President Volodymyr Zelensky said that if the war ended now, it would take US$ 14 billions to rebuild Ukraine. The International Monetary Fund estimates that the country will need to receive between US$3 billion and US$4 billion in monthly aid in 2023 to continue functioning.
The verification process of passports and bags on both the Polish and Ukrainian sides of the border took about four hours, but it went by normally.
In the middle of the night, Ukrainian barricades began to appear on the highway as that the bus was moving. All of them covered in weather-beaten camouflage nets – which now resemble rags. Soldiers warmed themselves on bonfires lit inside diesel cans. On the bus thermometer, 7ºC outside.
At the entrance to Zhytomyr, south of Kyiv, Ukrainian troops placed anti-tank guns on the barricades.
At dawn , the Ukrainian camps were covered by a heavy fog. For a journalist interested in war matters, it is impossible not to think of his greatest theorist, the Prussian Carl Von Clausewitz. In a free interpretation, he said that in a war even the simplest things are difficult to accomplish. And these difficulties accumulate and generate more and more friction.
Thus, even the simplest things, such as moving around the city, buying groceries and working, have to be well planned. In the event of an air attack, you must be close to a shelter or bunker. In recent months, many people sometimes ignored the attack sirens, but that changed with this week’s bombings.
The fog – formed by gunpowder on the battlefield – was Clausewitz’s reference to the war is the terrain of uncertainty.
Although the fog has dissipated with the arrival of the sun on Friday, uncertainty about the future of the country remains in Ukrainian hearts. It is not possible to say whether there will be a nuclear attack, whether Russian troops will advance over more Ukrainian terrain or whether peace is still within reach.
Back in Kyiv, I noticed that many barricades and checkpoints had been taken off the streets compared to the last time I was here in May. Crossings once interrupted by networks of trenches now give way to a large flow of vehicles, as in any large city.
In the capital, citizens no longer seem to fear an invasion with armored vehicles and troops. The threat comes from the sky, in the form of cruise missiles and suicide drones. NATO now promises new and modern anti-aircraft defenses, such as the Iris-T, a German long-range anti-aircraft battery system, which promises to protect cities from Russian missiles.
But by themselves such systems do not solve the problem – as they must end up saturated by the amount of rockets and drones fired by Russia at the same time. NATO then says that it will send “jammers” to the battlefield, devices that disable drones with electromagnetic waves.

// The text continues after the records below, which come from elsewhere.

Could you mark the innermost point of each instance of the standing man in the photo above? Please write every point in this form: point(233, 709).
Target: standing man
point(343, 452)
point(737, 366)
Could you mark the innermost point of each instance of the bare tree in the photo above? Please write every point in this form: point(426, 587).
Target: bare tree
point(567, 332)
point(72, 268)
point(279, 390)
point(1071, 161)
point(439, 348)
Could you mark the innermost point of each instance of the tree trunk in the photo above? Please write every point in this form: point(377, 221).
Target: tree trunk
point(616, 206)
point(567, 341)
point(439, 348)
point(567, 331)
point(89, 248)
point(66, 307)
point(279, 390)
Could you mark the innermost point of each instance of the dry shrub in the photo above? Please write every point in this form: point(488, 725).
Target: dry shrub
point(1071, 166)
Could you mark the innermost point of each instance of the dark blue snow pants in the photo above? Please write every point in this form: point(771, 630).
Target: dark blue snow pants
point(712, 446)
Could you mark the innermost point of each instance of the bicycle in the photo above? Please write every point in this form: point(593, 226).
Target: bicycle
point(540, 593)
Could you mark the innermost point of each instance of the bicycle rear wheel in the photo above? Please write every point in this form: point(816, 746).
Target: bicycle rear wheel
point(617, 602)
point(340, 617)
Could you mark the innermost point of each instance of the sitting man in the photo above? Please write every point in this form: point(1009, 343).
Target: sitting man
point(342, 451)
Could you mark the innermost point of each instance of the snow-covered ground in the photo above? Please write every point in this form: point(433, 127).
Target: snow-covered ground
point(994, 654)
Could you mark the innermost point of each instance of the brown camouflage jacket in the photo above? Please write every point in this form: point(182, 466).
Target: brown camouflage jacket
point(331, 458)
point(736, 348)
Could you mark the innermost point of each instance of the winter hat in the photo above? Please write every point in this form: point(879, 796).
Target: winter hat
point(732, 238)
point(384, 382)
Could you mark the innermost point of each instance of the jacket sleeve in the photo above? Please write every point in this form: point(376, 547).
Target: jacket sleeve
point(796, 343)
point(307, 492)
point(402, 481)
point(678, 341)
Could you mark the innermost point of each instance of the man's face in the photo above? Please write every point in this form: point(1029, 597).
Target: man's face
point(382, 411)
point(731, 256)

Upon arriving in Kyiv, I went to the glass bridge, one of the main tourist attractions in the capital It connects the Khreshchaty park with the hill of Saint Volodymyr. It was targeted by one of the 75 missiles fired by the Kremlin against Ukraine on Monday (10) – when the attacks were more intense.
A missile missed the bridge structure and destroyed a pedestrian crossing below it. When I arrived, I saw that the crater of the missile was already filled with earth and a small wall had been restored, but soot marks were still present on the bridge.
Student Anita Nikivorolova, who went with a group of friends to see how the bridge turned out, explained the feeling of the Ukrainians: “This bridge was built with steel from Azovstal”, he said, referring to the steel mill that for three months was the bastion of Ukrainian resistance in Mariupol.
“It is important for her to be on her feet. I think this is very symbolic, because it shows that the Ukrainian people are as resistant as the steel of this bridge”, he said.
I began to understand then that the courage that these people showed at the beginning of the war did not let up. , not even after so many nuclear threats and missile showers.